With May’s local council elections drawing ever nearer, the Labour-run Vale of Glamorgan Council now appears to be not only congratulating itself, but claiming credit for projects which it has either had little to do with – or which it has failed to deliver.
In an internal document called “Service Self Assessments” the council’s “Visible Services and Transport Department” pats itself on the back for what it describes as “Service Achievements (April 2015–December 2016)”.
Preening itself, the Vale Council department says “Through sound legal advice and support we have contributed to the good progress made on a range of key council projects “- and goes on to include in its list :-
- “St Pauls Penarth” [ sic ] : St Paul’s Church is the Vale of Glamorgan Council-owned former church in Arcot St which the council refused to allow the local boxing club to carry on using as its base, despite an overwhelming public vote in favour of the club in a council-organised referendum in St Augustine’s Ward. This was then followed by failed attempt to get the building marketed and leased out as a “mixed use community centre” to a politically-correct so-called “social enterprise”. The only vacuuous ‘social enterprise’ that then came forward, turned out not to have a viable business plan. Now the site is to developed for residential social housing.
- “The completion of Penarth Heights“. Penarth Heights is – entirely – a private-enterprise residential housing project carried out by developers Crest Nicholson and has no more to do with the Vale Council than has any other private-residential project. The Vale of Glamorgan Council’s “members and officers” did however play a full part in the disastrous choice of “public artwork” at Penarth Heights – in the form of the so-called “Twinkling Weather Station“.

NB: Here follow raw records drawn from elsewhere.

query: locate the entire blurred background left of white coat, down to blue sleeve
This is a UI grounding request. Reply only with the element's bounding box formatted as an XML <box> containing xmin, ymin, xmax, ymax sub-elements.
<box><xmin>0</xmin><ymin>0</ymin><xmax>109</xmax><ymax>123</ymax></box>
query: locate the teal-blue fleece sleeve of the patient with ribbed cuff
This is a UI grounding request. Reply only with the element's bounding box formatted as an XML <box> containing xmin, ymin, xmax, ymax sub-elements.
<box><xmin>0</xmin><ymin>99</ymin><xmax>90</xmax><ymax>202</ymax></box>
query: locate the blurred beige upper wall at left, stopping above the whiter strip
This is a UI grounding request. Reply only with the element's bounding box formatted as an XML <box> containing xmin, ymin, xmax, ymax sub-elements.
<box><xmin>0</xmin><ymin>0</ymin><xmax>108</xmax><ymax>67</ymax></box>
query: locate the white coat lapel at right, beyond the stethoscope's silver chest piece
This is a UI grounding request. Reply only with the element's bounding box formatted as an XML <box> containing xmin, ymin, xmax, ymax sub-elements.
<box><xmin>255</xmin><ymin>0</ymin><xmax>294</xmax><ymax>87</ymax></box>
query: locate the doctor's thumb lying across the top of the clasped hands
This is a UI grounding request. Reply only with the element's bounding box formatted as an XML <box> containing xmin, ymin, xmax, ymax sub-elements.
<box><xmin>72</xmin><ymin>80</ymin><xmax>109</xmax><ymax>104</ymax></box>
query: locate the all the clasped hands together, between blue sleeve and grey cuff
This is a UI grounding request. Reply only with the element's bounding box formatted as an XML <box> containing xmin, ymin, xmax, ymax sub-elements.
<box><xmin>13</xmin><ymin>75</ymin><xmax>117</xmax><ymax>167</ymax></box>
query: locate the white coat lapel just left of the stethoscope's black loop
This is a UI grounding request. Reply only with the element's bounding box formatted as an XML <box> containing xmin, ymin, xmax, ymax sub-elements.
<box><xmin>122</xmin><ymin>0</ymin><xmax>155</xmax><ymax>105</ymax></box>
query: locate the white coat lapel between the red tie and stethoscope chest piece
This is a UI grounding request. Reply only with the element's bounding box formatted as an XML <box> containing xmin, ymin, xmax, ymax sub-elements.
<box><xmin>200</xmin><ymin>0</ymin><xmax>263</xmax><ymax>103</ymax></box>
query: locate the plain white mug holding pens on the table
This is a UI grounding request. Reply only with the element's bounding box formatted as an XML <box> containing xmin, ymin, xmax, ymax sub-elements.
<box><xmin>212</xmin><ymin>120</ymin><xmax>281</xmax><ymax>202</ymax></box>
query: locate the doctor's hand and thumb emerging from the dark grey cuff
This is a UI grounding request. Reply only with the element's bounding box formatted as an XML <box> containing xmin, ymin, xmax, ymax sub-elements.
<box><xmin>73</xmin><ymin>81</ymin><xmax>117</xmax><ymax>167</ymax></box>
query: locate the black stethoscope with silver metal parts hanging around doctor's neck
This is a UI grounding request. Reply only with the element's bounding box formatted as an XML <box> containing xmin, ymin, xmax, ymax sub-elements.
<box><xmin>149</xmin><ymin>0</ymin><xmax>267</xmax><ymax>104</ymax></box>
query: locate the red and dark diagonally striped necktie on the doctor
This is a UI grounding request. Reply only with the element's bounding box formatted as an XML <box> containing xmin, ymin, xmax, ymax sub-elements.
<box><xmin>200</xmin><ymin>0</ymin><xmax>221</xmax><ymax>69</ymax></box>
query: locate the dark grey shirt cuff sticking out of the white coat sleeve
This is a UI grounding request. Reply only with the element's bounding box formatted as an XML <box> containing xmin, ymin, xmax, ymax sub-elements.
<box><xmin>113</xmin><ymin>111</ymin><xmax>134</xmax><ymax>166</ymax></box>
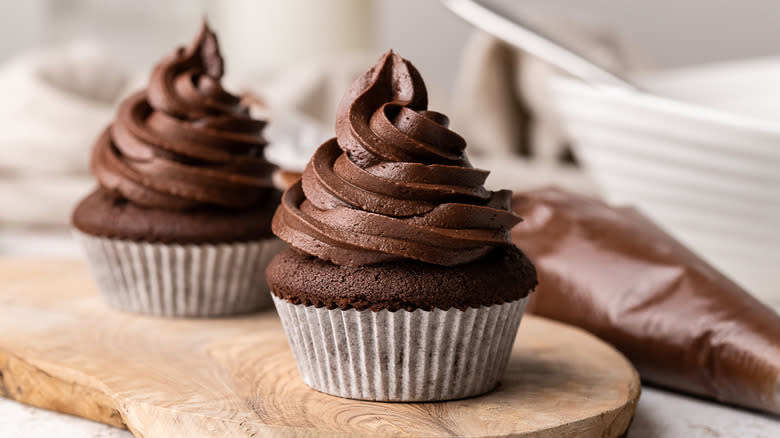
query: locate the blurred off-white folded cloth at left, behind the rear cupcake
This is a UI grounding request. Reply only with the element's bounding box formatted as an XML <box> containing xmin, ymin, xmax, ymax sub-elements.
<box><xmin>0</xmin><ymin>43</ymin><xmax>128</xmax><ymax>229</ymax></box>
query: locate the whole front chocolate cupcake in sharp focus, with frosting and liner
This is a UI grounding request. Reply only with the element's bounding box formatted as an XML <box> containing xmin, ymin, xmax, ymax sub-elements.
<box><xmin>266</xmin><ymin>52</ymin><xmax>536</xmax><ymax>401</ymax></box>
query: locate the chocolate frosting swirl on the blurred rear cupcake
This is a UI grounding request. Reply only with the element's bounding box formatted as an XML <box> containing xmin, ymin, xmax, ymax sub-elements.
<box><xmin>91</xmin><ymin>22</ymin><xmax>274</xmax><ymax>210</ymax></box>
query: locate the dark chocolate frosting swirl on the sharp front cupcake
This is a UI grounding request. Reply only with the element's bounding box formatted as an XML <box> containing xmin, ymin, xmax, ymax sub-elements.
<box><xmin>273</xmin><ymin>51</ymin><xmax>520</xmax><ymax>266</ymax></box>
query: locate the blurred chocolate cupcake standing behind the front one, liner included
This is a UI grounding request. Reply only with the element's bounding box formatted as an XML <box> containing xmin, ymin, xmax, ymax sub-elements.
<box><xmin>72</xmin><ymin>22</ymin><xmax>284</xmax><ymax>317</ymax></box>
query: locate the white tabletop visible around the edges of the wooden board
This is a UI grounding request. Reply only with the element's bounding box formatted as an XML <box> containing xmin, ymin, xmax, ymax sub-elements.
<box><xmin>0</xmin><ymin>231</ymin><xmax>780</xmax><ymax>438</ymax></box>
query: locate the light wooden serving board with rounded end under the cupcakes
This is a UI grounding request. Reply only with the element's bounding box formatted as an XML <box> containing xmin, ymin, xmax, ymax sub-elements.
<box><xmin>0</xmin><ymin>259</ymin><xmax>640</xmax><ymax>438</ymax></box>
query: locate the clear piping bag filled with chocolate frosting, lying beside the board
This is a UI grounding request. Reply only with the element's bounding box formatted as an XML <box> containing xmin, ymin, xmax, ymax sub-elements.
<box><xmin>512</xmin><ymin>189</ymin><xmax>780</xmax><ymax>415</ymax></box>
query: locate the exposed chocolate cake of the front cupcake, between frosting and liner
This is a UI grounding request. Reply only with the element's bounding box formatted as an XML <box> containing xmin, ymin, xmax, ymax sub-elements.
<box><xmin>266</xmin><ymin>246</ymin><xmax>537</xmax><ymax>311</ymax></box>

PDN Note: The Twinkling Weather Station was so strongly opposed by local residents it was never installed. It was meant to be seen “twinkling” across Cardiff Bay towards Mermaid Quay and the Welsh Assembly as its multiple swinging polished stainless steel plates reflected the Sun as they caught the breeze . The design brief said it would occupy “a site that is visible from across Cardiff Bay“ and that it was to be “a statement piece that can be read from long distances” and become “a well regarded landmark for many years to come”.
However Penarth civic leaders were informed in an authoritative but confidential briefing last month that, as Cardiff Bay lies to the North of Penarth Heights, the Sun (somewhat inconveniently) would always have been behind the Twinkling Weather Station – to the South. The Twinkling Weather Station would therefore never have actually “twinkled” towards Cardiff – but only into the windows of nearby homes in Penarth Heights.
…Apparently nobody on the Labour-controlled Vale of Glamorgan Council had thought of that.